And there is nothing more embarrassing and ridiculous than cliche-ridden badly done hard boiled crime like Mickey Spillane (OK, it’s kinda funny), Bones (yikes!), Fatal Attraction (GAH!) and sadly I could go on and on.
The essential ingredients needed to produce quality crime writing are a consistent and believable tone, a fully developed central character/narrator and solid cast of supporting characters that allow you to suspend your disbelief until the final page is turned.
In recent years there have been a number of successful crime series in comics–(Darwyn Cooke’s Hunter adaptations, Brian Azzarello and Eduardo Risso’s 100 Bullets and Warren Ellis’ Fell ) and quite a few crime comics that fall headlong into cliche (the last four Sin City GNs).
One of today’s most popular crime series is Criminal by Ed Brubaker and Sean Phillips. For February’s Discussion Group we’ll be looking closely at two of Criminal’s story-arcs and examining what makes the stories work. How do the writer and artist avoid cliches or how do they use them to enhance the story?

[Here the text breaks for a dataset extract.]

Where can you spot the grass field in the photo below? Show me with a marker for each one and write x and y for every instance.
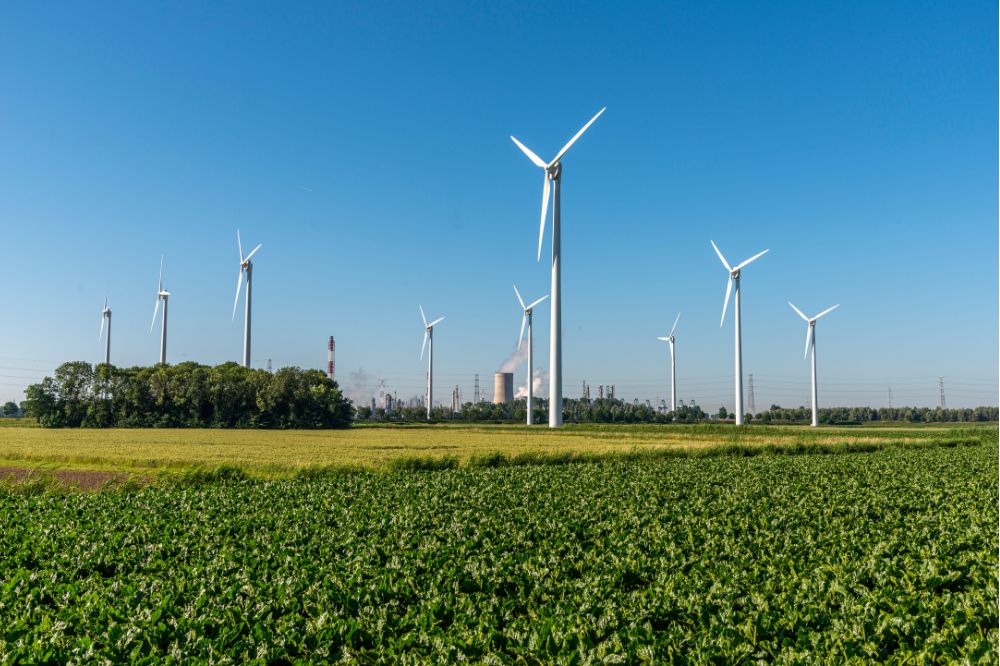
(888, 556)
(277, 452)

How do the creators use the comic medium to their unique advantage versus a prose writer or film director treating the same material?
Please plan to join us on Saturday February 18th at 1:00pm down at Heroes Headquarters and help us get the facts straight about Criminal: Bad Night and Criminal: The Last of the Innocent. Just leave yer pieces at home, but bring an open mind along with an air-tight alibi (See??? Bad Crime writing is a breeze!!!).
As usual, Heroes is offering the Discussion Group 10% Discount on both books, Just remember to mention the Discussion Group as you check out. We’ll see you on February 18th; and as always, Dames are welcome (Dear God, somebody stop me!)